We took the van to local bodywork repairer (Martin Brooks at Upton, Worcestershire). He managed to cut through the plastic gutter and found a hole underneath. Long story short - it's been filled, re-sealed and repainted and you would never know the difference.

Only real point to make (and no scare-mongering intended - this could well be isolated to our van) is that the gutter/fibreglass hitop method of attachment seemed to make the leak inevitable as far as I can tell. The drain holes were at a level which meant that there was often 1/4" of water against the van bodywork. This, coupled with the fact that there was an untreated wooden block used to attach screw fixings which just soaked up water, seemed to accelerate the rust in one area.

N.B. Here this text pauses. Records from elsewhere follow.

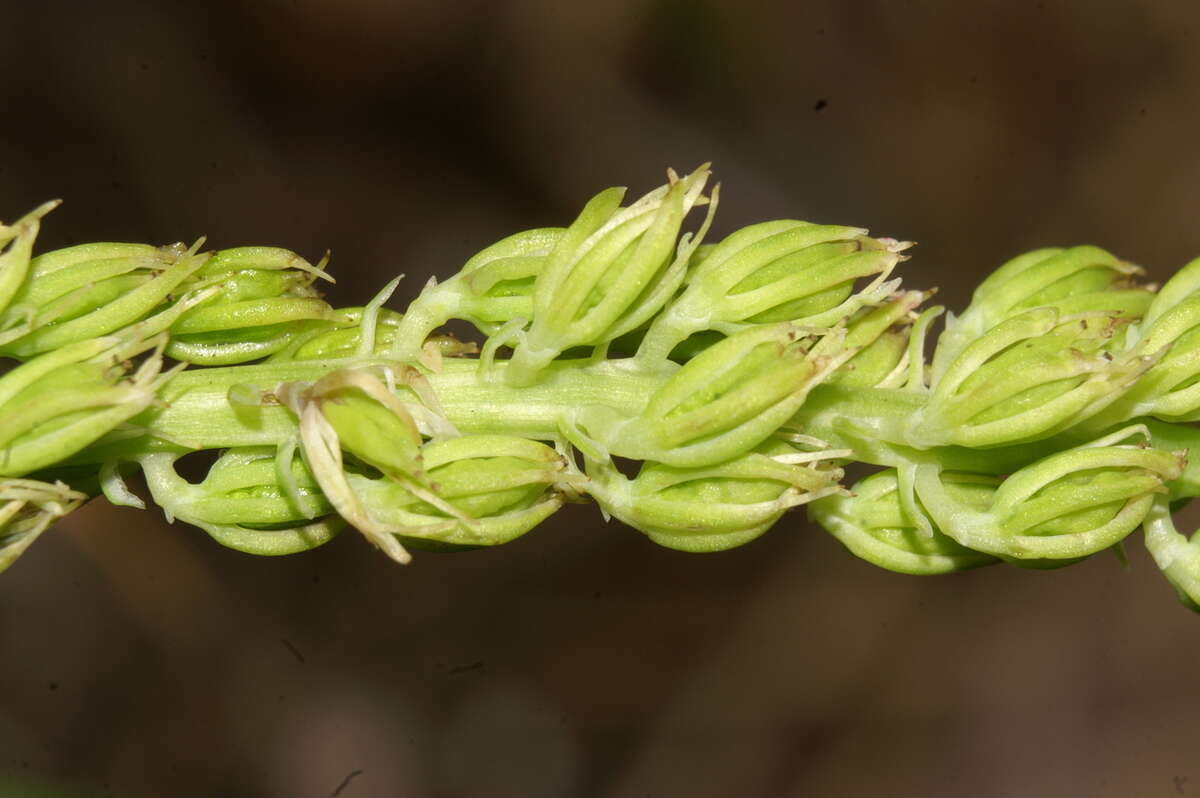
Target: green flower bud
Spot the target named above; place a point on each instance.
(69, 311)
(258, 299)
(721, 403)
(252, 499)
(873, 523)
(492, 289)
(609, 273)
(1169, 337)
(717, 507)
(354, 411)
(1080, 280)
(502, 486)
(778, 271)
(16, 246)
(880, 337)
(28, 508)
(1029, 377)
(1177, 557)
(1061, 508)
(57, 403)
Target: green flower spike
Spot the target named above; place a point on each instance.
(1061, 508)
(502, 486)
(609, 273)
(1029, 377)
(721, 403)
(718, 507)
(871, 522)
(258, 300)
(353, 409)
(777, 271)
(253, 499)
(57, 403)
(1079, 280)
(1177, 557)
(27, 509)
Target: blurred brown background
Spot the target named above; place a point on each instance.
(139, 659)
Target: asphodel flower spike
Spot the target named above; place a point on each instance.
(706, 389)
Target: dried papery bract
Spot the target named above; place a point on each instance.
(353, 409)
(28, 508)
(1175, 555)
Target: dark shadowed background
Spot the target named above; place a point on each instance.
(141, 659)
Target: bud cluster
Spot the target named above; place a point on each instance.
(695, 391)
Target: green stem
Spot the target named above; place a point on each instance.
(195, 412)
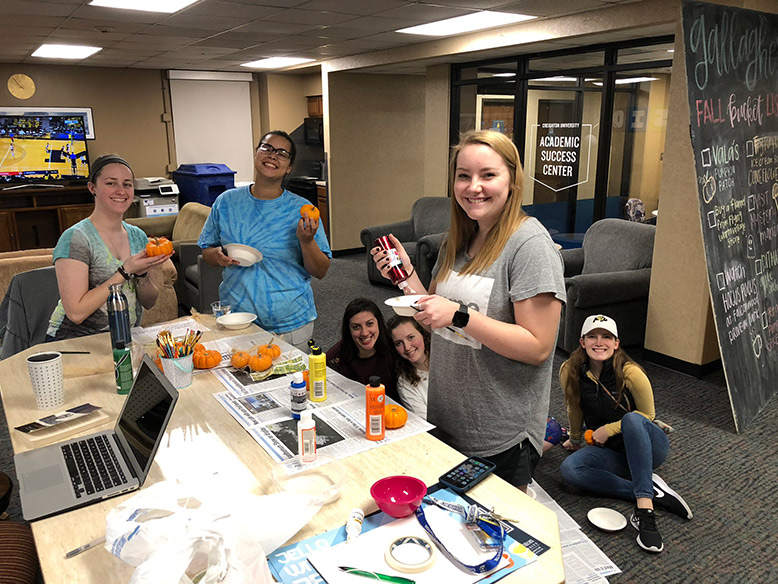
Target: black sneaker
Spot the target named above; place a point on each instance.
(668, 499)
(649, 537)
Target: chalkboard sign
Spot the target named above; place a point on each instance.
(732, 75)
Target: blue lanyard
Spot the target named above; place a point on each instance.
(487, 526)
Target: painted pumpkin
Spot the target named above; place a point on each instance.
(240, 359)
(270, 350)
(395, 416)
(260, 362)
(158, 246)
(313, 212)
(206, 359)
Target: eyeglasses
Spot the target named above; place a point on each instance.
(280, 152)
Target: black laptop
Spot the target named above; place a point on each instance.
(85, 470)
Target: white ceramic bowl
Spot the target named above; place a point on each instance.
(236, 320)
(245, 254)
(403, 305)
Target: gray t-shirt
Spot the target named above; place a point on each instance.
(483, 403)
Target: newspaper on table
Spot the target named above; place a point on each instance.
(585, 563)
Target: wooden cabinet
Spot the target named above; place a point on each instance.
(324, 210)
(35, 217)
(315, 106)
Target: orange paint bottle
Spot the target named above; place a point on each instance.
(375, 393)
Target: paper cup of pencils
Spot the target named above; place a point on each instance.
(176, 356)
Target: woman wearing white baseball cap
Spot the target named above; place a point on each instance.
(610, 394)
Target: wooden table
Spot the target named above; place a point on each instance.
(202, 429)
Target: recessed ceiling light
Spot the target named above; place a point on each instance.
(65, 51)
(168, 6)
(276, 62)
(466, 23)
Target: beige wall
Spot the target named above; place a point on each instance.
(127, 107)
(376, 151)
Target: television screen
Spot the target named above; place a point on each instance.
(42, 149)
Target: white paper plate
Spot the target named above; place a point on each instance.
(236, 320)
(606, 519)
(245, 254)
(403, 305)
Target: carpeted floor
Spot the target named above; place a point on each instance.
(728, 479)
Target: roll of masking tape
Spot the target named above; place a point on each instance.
(410, 554)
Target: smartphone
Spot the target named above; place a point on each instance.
(467, 474)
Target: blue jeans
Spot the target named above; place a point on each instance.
(624, 475)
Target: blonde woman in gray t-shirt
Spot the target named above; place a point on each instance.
(499, 281)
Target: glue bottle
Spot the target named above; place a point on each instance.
(354, 524)
(374, 409)
(298, 394)
(317, 373)
(306, 437)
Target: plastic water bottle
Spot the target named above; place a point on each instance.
(118, 316)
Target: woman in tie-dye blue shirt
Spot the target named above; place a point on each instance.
(267, 217)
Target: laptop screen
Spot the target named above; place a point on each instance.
(145, 415)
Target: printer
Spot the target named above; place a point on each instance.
(156, 196)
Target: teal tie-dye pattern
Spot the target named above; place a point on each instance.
(278, 288)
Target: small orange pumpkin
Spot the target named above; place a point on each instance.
(260, 362)
(158, 246)
(206, 359)
(240, 359)
(395, 416)
(313, 212)
(270, 350)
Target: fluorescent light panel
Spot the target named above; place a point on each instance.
(65, 51)
(276, 62)
(168, 6)
(466, 23)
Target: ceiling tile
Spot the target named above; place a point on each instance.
(356, 7)
(314, 17)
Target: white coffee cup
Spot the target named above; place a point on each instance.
(48, 381)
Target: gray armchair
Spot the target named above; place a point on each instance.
(429, 216)
(199, 281)
(609, 275)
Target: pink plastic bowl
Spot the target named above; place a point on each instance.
(398, 496)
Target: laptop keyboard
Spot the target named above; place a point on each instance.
(92, 465)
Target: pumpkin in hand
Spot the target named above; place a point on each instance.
(270, 350)
(158, 246)
(313, 212)
(240, 359)
(260, 362)
(395, 416)
(206, 359)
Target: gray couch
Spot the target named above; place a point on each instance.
(609, 275)
(420, 236)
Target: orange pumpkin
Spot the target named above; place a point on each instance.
(395, 416)
(206, 359)
(240, 359)
(313, 212)
(260, 362)
(270, 350)
(158, 246)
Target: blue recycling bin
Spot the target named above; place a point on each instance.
(202, 183)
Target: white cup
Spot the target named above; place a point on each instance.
(48, 382)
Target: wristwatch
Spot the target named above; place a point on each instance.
(461, 316)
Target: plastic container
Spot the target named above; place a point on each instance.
(202, 183)
(375, 398)
(306, 437)
(298, 395)
(317, 373)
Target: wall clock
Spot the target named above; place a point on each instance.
(21, 86)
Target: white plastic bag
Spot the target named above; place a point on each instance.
(173, 537)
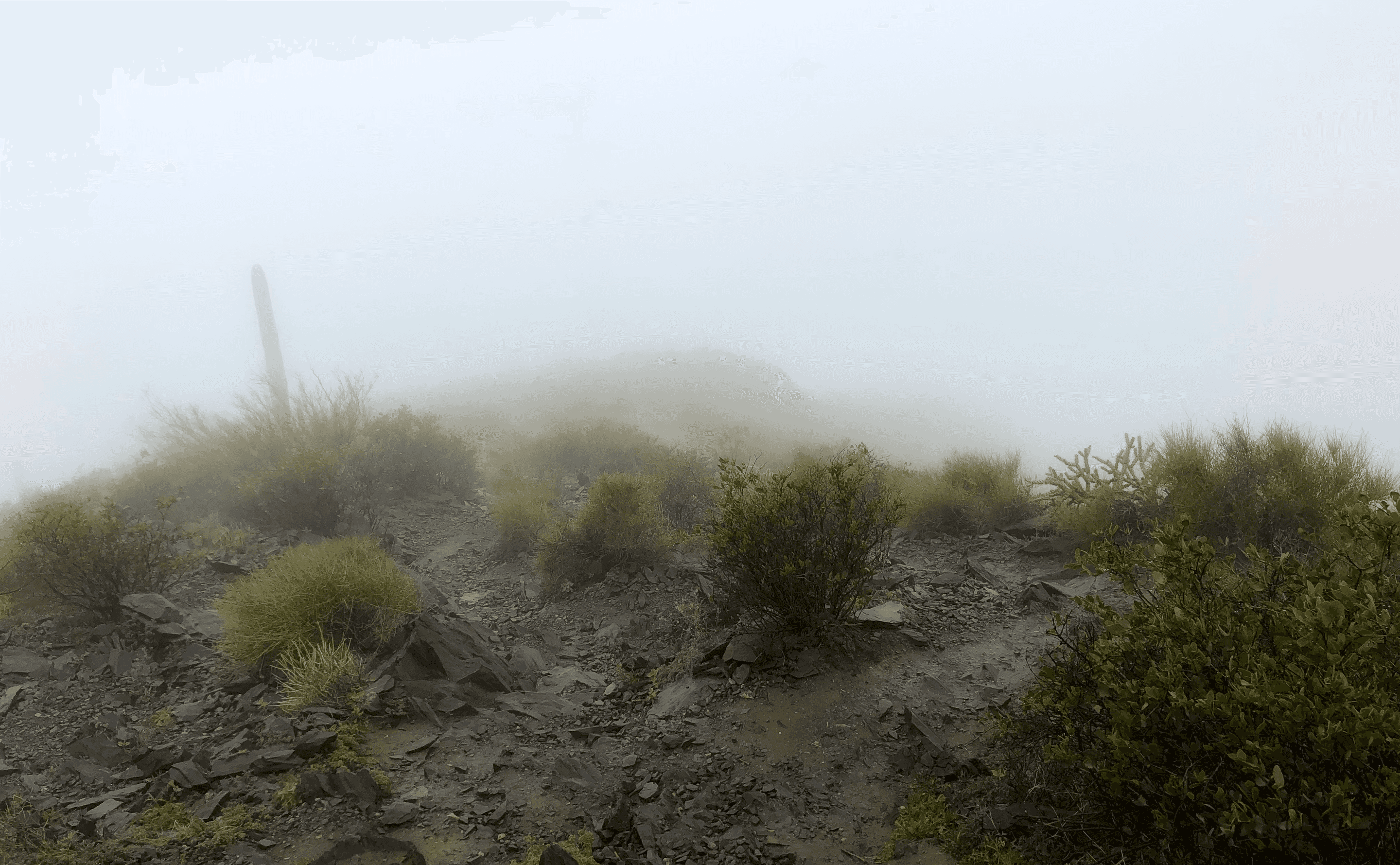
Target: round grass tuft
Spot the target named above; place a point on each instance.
(315, 593)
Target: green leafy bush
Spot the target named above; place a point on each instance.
(521, 512)
(1235, 714)
(796, 547)
(968, 494)
(619, 525)
(88, 558)
(344, 590)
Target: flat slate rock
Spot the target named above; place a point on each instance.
(538, 706)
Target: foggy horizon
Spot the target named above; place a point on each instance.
(958, 226)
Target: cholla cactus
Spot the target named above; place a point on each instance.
(1081, 483)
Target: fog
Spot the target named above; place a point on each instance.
(923, 226)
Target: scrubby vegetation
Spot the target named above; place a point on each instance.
(1235, 714)
(797, 547)
(1237, 488)
(966, 494)
(88, 556)
(622, 524)
(30, 837)
(344, 590)
(322, 672)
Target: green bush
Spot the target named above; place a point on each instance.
(968, 494)
(1237, 488)
(1242, 489)
(521, 510)
(619, 525)
(402, 454)
(344, 590)
(300, 492)
(88, 558)
(686, 492)
(1234, 716)
(209, 455)
(605, 447)
(797, 547)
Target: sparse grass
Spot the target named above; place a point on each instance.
(928, 815)
(320, 674)
(578, 846)
(345, 590)
(969, 493)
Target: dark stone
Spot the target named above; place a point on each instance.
(158, 760)
(398, 812)
(348, 848)
(313, 742)
(572, 772)
(359, 786)
(209, 807)
(313, 786)
(101, 751)
(1060, 545)
(556, 856)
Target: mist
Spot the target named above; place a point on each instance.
(923, 226)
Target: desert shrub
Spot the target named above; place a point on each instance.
(1237, 488)
(1088, 500)
(405, 454)
(344, 590)
(213, 534)
(320, 674)
(607, 447)
(619, 525)
(300, 492)
(521, 512)
(208, 455)
(578, 846)
(1234, 716)
(796, 547)
(928, 815)
(88, 556)
(1242, 489)
(968, 494)
(686, 492)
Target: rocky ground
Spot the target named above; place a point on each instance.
(761, 752)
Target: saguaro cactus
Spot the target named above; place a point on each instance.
(272, 346)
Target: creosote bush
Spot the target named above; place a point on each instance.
(521, 510)
(88, 556)
(320, 674)
(344, 590)
(1235, 716)
(797, 547)
(966, 494)
(621, 524)
(1238, 488)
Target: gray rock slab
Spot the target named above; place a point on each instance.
(678, 698)
(20, 660)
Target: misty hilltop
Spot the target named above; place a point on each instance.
(709, 398)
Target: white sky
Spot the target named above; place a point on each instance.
(1084, 217)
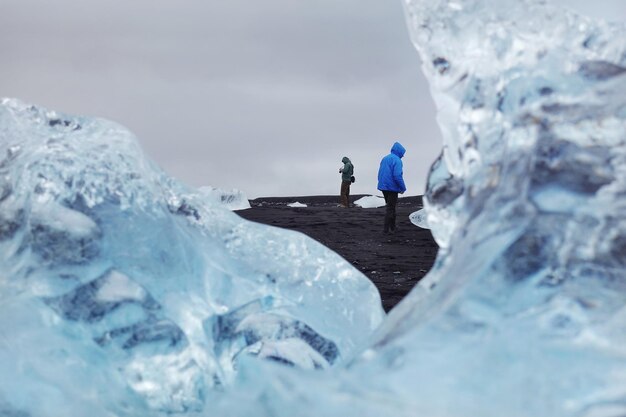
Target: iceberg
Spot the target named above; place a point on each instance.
(524, 311)
(233, 200)
(124, 292)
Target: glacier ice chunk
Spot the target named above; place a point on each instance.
(124, 292)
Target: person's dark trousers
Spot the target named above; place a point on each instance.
(391, 200)
(345, 193)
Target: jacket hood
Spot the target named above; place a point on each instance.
(398, 149)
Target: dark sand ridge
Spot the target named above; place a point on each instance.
(394, 263)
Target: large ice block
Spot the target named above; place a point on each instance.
(124, 292)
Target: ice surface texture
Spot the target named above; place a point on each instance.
(123, 292)
(524, 312)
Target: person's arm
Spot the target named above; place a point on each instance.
(397, 176)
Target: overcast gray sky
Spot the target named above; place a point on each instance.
(262, 95)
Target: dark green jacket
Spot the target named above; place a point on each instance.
(348, 169)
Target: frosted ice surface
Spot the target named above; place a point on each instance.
(523, 314)
(524, 311)
(124, 292)
(233, 200)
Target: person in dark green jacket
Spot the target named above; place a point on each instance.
(347, 171)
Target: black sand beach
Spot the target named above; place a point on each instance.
(394, 263)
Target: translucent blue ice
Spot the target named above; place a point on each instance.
(126, 293)
(524, 312)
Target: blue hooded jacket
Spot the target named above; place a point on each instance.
(390, 171)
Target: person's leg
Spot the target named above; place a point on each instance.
(388, 214)
(393, 202)
(344, 193)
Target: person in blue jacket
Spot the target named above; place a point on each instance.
(390, 182)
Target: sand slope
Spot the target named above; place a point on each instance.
(394, 263)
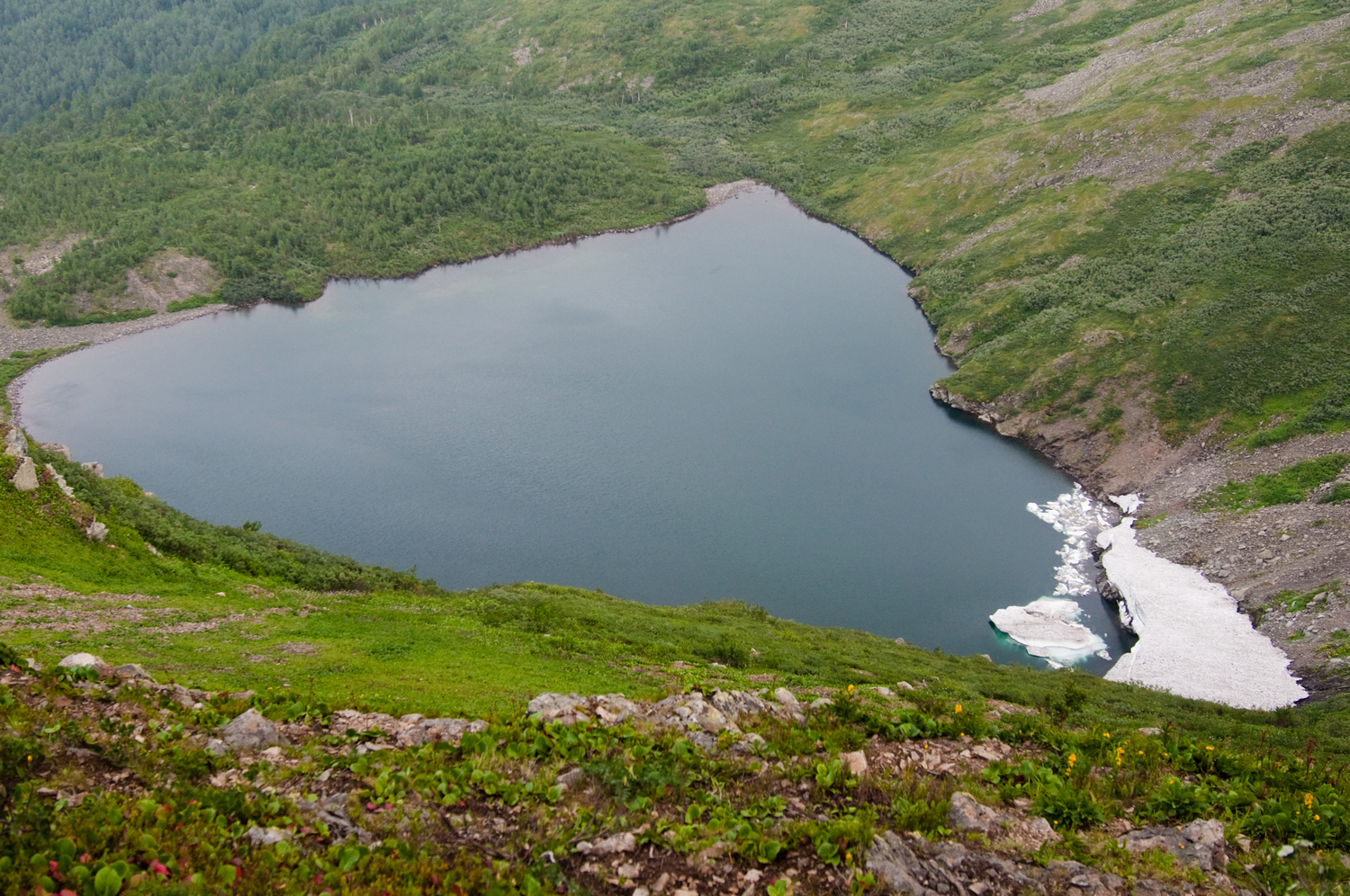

As I said, probably isolated to our van, but perhaps keep an eye on the drain holes in your gutter trims and make sure they don't get clogged up.

Anyway, van fixed so I'm happy now.
Thanks to all that posted on this thread.
Lev.


----------



## dodger148

There is a known remedy for the Executives Curtains, I cant remember the make/model of the replacement runners but if you are in ASOC there is a mods sheet with the details that you can get from the club.

When our exec side window leaked AS said the quickest way to get the side curtains out was from the outside ! dont know myself got them to do it !!!


----------



## Stuart101156

Mine exactly the same I’ve had windscreen removed and noticed the frame where the rubber fits is rusted up and has a few small holes so it’s being welded and having it refitted with new rubber seal I’m lucky as mate has body shop and brother in law replaces windscreens


----------



## sb11494

Hi Lev, I have just bought a 2000 Peugeot Autosleeper Symbol and it looks like there is a damp issue on the passenger side above the door, again where the black trim is that was not disclosed by the dealer. I was wondering how much it cost to repair as that may determine whether I keep the van or return it. The problem may have been made worse by an awning that's been fitted as I can feel the insulation between the panels is damp.


----------



## jiwawa

Welcome to the forum sb.

Being able to feel damp in the insulation is not good. I'd chase that up very soon with the dealer - you have the option to return?


----------



## Tim999

*Leaking windscreen on autosleeper Symphony*

Yup - mine is leaking - quite badly at times - started last year. I have been told that Autosleeper don't treat the metal when they cut the tops off to fit fibreglass roof. Common fault apparently. I have been told that windscreen needs to come out, rust repaired and then windscreen back in and sealed - have been quoted about £2000 on average to get it fixed. Unfortunately, I don't have that kind of money! I would be grateful if others have fixed the problem.


----------



## Dogslow

Sikaflex 522 is used in the marine industry.I also think it is used in the automotive industry to bond windscreens to cars.It also used to bond every window I have fitted to my campervan and I used it to seal around the Maxfan which I installed in the roof of my camper.Once applied water cannot get thru.
Once you can trace where the leak is that stuff will seal it for sure.Hope you get it sorted


----------



## jiwawa

Would Captain Tolleys creeping Crack cure work in this case? I have it but I've not used it. 
https://www.google.com/search?q=cap...d-xiaomi-rvo3&sourceid=chrome-mobile&ie=UTF-8


----------